The actual gradient consists of partial derivatives, one derivative for every variable in the event hypothesis. Hence, the value of the gradient is also stored in an object of I3EventHypothesis! For instance, the partial derivative with respect to the \(x\)-component of the position of the particle data member of the event hypothesis is stored in the \(x\)-component of the position of the particle data member of the gradient. If the event hypothesis has a nonstd data member that is used in the likelihood calculation, then the gradient should have a data member of the same type and the gradient calculation should deliver values for the partial derivatives in that data member as well. All data members that are irrelevant for the likelihood calculation should be set to zero.

Diagnostics

Any Gulliver service may or may not provide diagnostics. The diagnostics are completely specific to the service and may be stored in any kind of I3FrameObject. This can be e.g. a simple I3Bool, a dedicated struct-like or more fancy class (if you do that, please be nice and also provide py-bindings), or e.g. a lazy I3MapStringDouble.

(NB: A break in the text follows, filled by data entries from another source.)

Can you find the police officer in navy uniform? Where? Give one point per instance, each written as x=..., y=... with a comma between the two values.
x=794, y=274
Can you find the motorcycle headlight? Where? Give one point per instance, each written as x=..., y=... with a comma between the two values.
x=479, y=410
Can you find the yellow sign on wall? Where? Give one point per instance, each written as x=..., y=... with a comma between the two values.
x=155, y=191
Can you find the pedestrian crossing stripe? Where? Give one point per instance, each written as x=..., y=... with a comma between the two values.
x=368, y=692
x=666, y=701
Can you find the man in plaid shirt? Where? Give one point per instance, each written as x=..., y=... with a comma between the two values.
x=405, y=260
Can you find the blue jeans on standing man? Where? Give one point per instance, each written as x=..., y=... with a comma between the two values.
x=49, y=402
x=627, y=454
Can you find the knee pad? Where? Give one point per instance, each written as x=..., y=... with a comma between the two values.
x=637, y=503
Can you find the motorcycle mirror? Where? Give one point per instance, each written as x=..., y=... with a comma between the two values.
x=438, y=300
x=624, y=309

Items that could possibly be of interest in the diagnostics:

  • More sophisticated multiplicity information (e.g. number of time bins for millipede-like likelihoods)

  • Number of noise DOMs

    DOMs with pulses that seem unrelated to the event hypothesis.

  • Number of signal DOMs

    DOMs with pulses that seem sufficiently related to the event hypothesis.

  • Number of times that the calculation had to work around some problem, e.g. when evaluating a likelihood based on spline tables and some kinematic situation was out of reach of those tables.